DIMMING THE MARQUEE LIGHTS
A Broadway Tradition now adopted to honor those theatre luminaries around the country.
The tradition of dimming the lights of theatre marquees began slowly on Broadway in the 1950s. According to a 2013 article in The New York Post, house lights in all Broadway theaters were first dimmed in honor of Gertrude Lawrence, who died in September 1952 while she was starring in the Broadway musical “The King and I.” The second honoree, according to Time magazine, was Oscar Hammerstein II in 1960, and the third honoree, according to Playbill, was the actor Alfred Lunt in 1977. On Broadway there is a committee of the Broadway League, a trade association of Broadway theater owners and producers, who make the decisions as to who should get the honor. Today the tradition is much more common – some recent honorees were Ruby Dee, Robin Williams, Philip Seymour Hoffman, Eli Wallach and Marian Seldes.
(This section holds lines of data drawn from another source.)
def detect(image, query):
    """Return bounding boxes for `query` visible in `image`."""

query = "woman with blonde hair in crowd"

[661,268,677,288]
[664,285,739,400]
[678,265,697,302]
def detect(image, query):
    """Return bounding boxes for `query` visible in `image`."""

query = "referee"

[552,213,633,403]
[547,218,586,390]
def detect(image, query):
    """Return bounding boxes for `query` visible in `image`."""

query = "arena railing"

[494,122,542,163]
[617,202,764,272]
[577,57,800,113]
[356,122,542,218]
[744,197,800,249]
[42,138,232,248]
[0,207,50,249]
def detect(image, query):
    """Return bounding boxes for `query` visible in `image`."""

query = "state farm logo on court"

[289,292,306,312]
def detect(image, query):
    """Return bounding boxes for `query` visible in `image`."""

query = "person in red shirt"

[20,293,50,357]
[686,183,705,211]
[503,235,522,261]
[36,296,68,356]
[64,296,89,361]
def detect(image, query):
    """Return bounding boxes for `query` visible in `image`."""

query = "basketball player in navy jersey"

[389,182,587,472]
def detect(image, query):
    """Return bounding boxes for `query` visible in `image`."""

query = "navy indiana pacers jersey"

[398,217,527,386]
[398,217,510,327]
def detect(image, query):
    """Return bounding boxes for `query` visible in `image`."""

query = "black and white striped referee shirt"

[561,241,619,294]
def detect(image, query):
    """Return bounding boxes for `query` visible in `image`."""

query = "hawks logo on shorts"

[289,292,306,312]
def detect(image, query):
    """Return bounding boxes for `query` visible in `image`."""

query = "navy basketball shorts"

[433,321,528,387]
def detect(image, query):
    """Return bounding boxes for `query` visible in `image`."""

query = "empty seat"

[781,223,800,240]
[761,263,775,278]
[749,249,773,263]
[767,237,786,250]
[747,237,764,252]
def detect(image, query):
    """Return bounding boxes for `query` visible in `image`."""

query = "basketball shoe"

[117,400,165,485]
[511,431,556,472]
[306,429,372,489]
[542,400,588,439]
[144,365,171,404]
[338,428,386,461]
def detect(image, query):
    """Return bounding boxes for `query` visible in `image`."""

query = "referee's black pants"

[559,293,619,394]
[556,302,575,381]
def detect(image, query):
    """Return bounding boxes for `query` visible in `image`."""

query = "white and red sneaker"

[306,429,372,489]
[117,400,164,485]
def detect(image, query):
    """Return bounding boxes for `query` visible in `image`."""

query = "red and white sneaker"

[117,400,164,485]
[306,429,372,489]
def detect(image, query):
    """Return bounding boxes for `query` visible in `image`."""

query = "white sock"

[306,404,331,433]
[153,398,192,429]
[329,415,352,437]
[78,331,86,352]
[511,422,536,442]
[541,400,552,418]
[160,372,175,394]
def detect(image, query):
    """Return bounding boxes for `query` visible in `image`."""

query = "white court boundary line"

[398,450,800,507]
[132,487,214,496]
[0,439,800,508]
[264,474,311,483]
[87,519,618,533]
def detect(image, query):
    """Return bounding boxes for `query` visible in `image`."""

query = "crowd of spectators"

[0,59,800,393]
Here in Chicago we now participate in this time-honored tradition – recently honored have been Bernie Yvon, Tony DeSantis and James M. Nederlander.
On Friday, April 28, at 7:00 p.m., the entire Chicago Theatre Community will participate in honoring the Chicago treasure, Martha Lavey, past Artistic Director of Steppenwolf Theatre Company, either by dimming their marquees or through a moment of silence.
Broadway In Chicago is proud to participate in this tradition and, together with the Goodman Theatre, will create a proper tribute in the Downtown Theatre District. If you care to witness this, it will be most impactful by standing on the Dearborn and Randolph Street at 7 p.m. on April 28.
Remembrance from Eileen LaCario, Vice President of Broadway In Chicago
Martha Lavey was a treasure of the Chicago theatre community. In an age where we are so desperate for true leadership, Martha Lavey was the living definition.
As you will read in so many of her remembrances, she embraced us all and inspired us to lead lives in our community – and beyond – that were far larger than what we thought possible. She is, and will always be, an illustration of how true leadership can make a difference. For decades she inspired me as a woman, as an administrator of artists and as a leader that went far beyond words I can describe. Martha honored every creative, every arts administrator and every theatre large or small – knowing that your struggles were her struggles and seeing every outlet for theatre as the potential to bring us all closer together.
I miss her today and mourn the loss of the potential that additional years with Martha would have given all of us. But there was a reason that she paid such close attention to all of us – we are the possibility of carrying on her legacy – her listening skills, her care for each and every one of us and her love for this community.
She expects us to carry on and in carrying on we will honor her name forever. Farewell to Chicago’s treasure, gone too soon.